The election will be an educational process. It will be made clear to members and supporters that there is no way they can put Humpty back together again. Re-electing Corbyn will not resolve the crisis at Westminster. The talented people who joined the “big tent” as shadow ministers and who resigned this week cannot be shoe horned back onto the front bench.
Although his supporters will make the most of the Chilcot report next week, unlike in 2015 Corbyn will be running on his own record. Labour have had some successes at Westminster in confronting the Tories. These have largely been down to members of the Shadow Cabinet, most whom have now deserted the leader.
The key argument against Corbyn will be that an unelectable leader means electoral defeats. But the price of failure is paid not by Labour members but by millions of families who need a Labour government to protect them from the Tories.
Then there are the numbers.
It is, of course, a matter of interpretation but I believe the YouGov poll reported on PB shows the tide is running strongly against Corbyn.
It is in line with reports from local Labour parties. One of the most interesting comes from Hackney North where, of course, the local MP is one of Corbyn’s most loyal supporters, Diane Abbott.
Abbott gave her report to the constituency party meeting on Thursday night. She spoke following a series of votes in which non-Corbynite delegates were elected to key party offices. Corbyn supporters had prepared a motion of support for him. After they had seen how the votes were going they decided not to take the risk.Momentum routinely threaten MPs opposed with Corbyn with de-selection. When she looks at her own backyard Abbott may caution that this is not a risk-free tactic.

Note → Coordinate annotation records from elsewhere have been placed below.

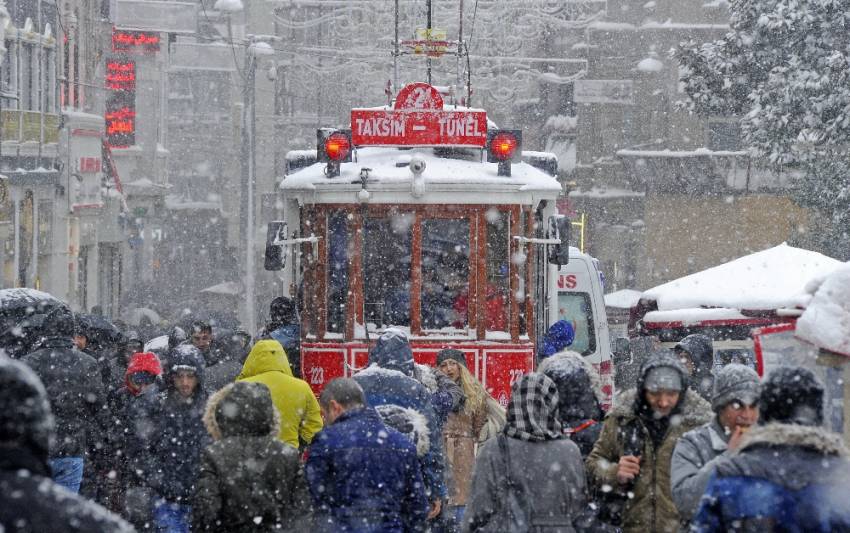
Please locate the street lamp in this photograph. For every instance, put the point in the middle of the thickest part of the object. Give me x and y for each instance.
(253, 51)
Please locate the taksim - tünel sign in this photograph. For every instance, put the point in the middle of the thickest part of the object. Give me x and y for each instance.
(418, 119)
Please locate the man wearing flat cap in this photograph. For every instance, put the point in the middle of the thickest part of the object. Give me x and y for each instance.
(735, 402)
(632, 456)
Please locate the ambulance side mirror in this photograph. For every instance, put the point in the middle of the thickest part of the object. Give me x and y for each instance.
(622, 353)
(275, 256)
(559, 229)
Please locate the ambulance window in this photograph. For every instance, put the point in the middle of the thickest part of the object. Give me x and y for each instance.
(445, 274)
(338, 261)
(497, 289)
(386, 270)
(575, 308)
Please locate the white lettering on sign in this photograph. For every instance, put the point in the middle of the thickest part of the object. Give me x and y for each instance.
(382, 126)
(317, 375)
(459, 126)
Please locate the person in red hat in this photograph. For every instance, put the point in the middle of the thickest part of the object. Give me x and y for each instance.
(134, 411)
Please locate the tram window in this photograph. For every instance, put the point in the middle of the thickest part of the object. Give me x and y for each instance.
(445, 274)
(338, 260)
(386, 270)
(574, 307)
(498, 287)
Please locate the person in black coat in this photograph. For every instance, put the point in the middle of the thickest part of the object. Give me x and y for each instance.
(75, 389)
(177, 438)
(249, 480)
(30, 502)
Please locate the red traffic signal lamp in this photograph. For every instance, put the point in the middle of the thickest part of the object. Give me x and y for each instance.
(333, 147)
(504, 147)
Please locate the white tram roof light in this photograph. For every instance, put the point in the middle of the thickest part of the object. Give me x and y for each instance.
(439, 171)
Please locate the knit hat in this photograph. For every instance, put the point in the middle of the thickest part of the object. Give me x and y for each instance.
(791, 395)
(735, 382)
(663, 378)
(560, 335)
(454, 355)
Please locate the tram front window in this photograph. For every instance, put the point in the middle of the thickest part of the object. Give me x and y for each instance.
(445, 273)
(386, 270)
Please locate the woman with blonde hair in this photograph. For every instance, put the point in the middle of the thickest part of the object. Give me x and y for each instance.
(464, 428)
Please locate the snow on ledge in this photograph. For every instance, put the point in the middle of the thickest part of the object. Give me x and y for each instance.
(768, 280)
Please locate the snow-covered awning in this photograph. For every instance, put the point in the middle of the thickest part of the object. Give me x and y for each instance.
(622, 299)
(769, 280)
(826, 320)
(228, 288)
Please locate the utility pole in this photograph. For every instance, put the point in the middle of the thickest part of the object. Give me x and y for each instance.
(246, 203)
(428, 35)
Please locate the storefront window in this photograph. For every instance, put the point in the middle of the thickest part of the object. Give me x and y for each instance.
(445, 274)
(498, 285)
(386, 270)
(338, 261)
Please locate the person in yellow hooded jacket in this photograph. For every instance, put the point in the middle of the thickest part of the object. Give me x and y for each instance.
(299, 410)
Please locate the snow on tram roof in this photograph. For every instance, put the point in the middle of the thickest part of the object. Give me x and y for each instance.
(384, 164)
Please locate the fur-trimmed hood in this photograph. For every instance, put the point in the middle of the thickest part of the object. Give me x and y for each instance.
(790, 455)
(241, 409)
(568, 362)
(693, 411)
(812, 438)
(410, 422)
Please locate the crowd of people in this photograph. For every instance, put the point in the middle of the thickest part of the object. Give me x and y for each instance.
(215, 432)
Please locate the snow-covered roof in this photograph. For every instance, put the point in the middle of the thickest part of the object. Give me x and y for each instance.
(622, 299)
(826, 320)
(772, 279)
(384, 164)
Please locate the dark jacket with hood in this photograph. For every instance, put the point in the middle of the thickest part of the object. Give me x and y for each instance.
(388, 380)
(631, 429)
(249, 481)
(529, 478)
(702, 355)
(785, 477)
(30, 502)
(179, 434)
(579, 397)
(365, 477)
(74, 386)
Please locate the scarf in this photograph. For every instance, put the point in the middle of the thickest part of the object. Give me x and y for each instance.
(533, 409)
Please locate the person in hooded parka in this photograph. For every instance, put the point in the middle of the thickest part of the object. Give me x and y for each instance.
(579, 397)
(30, 502)
(791, 473)
(632, 457)
(177, 440)
(735, 401)
(249, 480)
(388, 380)
(531, 477)
(75, 388)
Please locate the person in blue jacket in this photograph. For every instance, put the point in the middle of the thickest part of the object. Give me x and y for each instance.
(363, 476)
(388, 380)
(560, 335)
(791, 474)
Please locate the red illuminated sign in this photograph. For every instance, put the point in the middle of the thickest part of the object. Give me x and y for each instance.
(89, 165)
(120, 114)
(418, 119)
(121, 75)
(134, 41)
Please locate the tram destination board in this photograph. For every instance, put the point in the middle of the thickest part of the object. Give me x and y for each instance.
(418, 119)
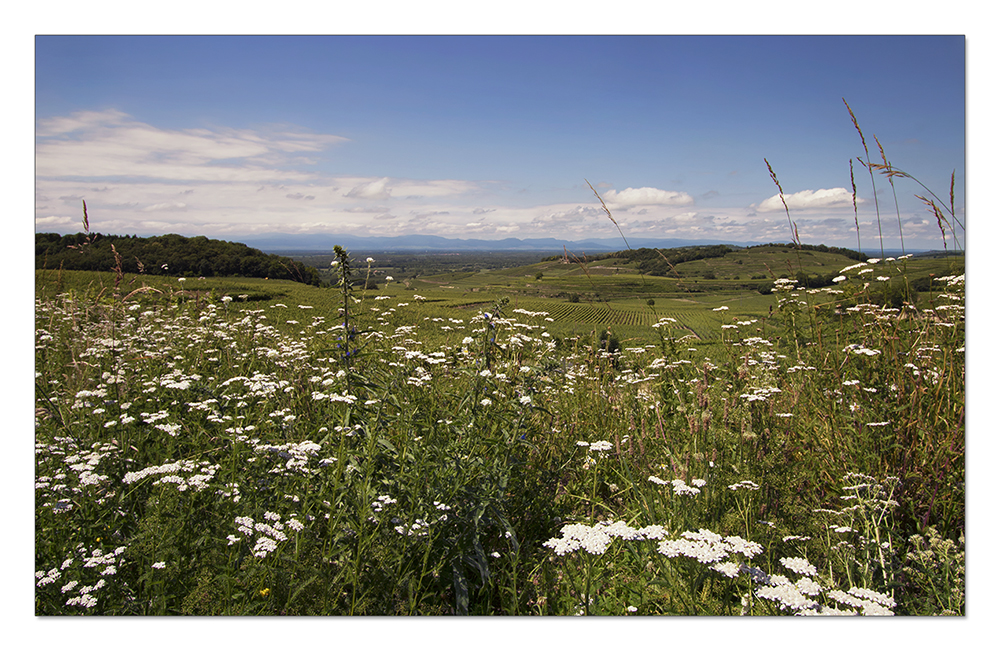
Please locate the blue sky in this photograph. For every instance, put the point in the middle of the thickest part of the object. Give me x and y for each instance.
(493, 136)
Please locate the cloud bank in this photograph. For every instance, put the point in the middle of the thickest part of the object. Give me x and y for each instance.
(227, 183)
(809, 200)
(647, 197)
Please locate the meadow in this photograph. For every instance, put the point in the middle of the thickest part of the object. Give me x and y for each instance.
(569, 437)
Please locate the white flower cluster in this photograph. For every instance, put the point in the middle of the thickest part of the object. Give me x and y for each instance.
(799, 566)
(268, 533)
(595, 539)
(296, 456)
(707, 547)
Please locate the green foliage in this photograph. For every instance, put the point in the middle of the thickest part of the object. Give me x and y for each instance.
(165, 255)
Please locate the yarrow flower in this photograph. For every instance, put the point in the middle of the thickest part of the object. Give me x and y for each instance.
(799, 566)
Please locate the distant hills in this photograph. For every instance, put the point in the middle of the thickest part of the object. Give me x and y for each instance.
(273, 242)
(288, 244)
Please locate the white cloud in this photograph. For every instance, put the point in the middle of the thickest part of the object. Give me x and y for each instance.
(175, 205)
(809, 200)
(370, 190)
(647, 197)
(110, 143)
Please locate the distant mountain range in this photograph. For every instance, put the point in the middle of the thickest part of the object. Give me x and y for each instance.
(274, 242)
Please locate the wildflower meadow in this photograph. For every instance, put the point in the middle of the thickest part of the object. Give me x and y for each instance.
(223, 451)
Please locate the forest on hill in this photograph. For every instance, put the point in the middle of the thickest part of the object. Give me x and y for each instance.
(169, 255)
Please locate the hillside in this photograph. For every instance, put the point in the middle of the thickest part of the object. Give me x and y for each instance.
(169, 255)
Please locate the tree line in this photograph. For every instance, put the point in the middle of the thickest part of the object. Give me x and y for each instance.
(166, 255)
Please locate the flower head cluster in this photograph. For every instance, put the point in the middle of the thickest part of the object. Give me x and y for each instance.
(708, 547)
(595, 539)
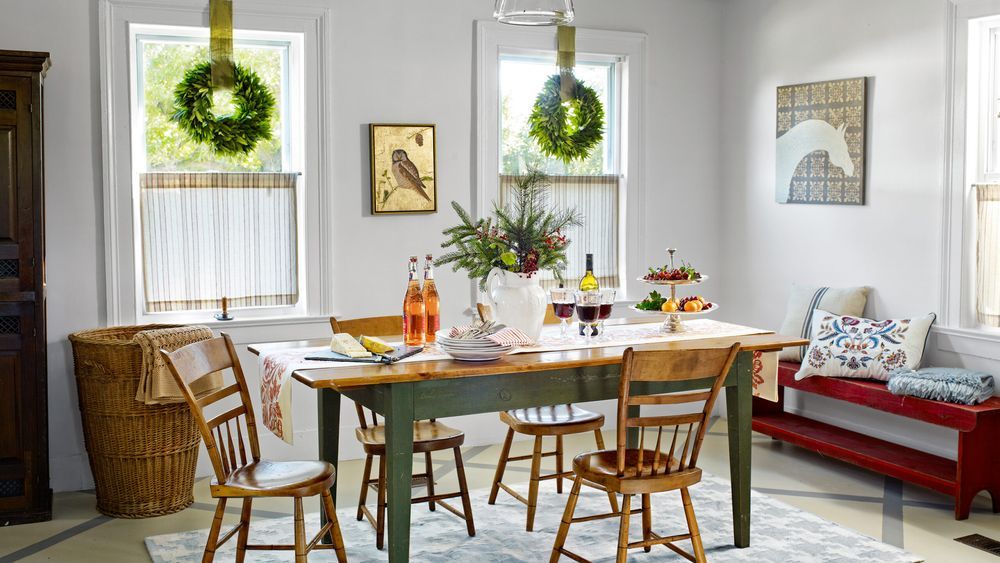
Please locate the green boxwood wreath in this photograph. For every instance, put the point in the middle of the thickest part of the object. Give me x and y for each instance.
(232, 134)
(567, 131)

Another set of numbers that ought to worry Corbyn is the membership of Momentum. This week it trumpeted a 27% increase in members within a couple of days. In raw numbers that was 1,700 newcomers who had swollen the national total to around 8,000. Compare that to the nearly 90,000 “three-quidders” who made up more than a third of his winning total last time round. Corbyn’s three rivals mustered less than 20,000 between them. There is already a drive to improve on that in the form of the website Saving Labour. I expect this to develop into a large scale campaign get people to help rescue Labour.
The pitch will be — If you want a genuine choice at the next General Election now is the time to help Labour recover and make sure you have that option.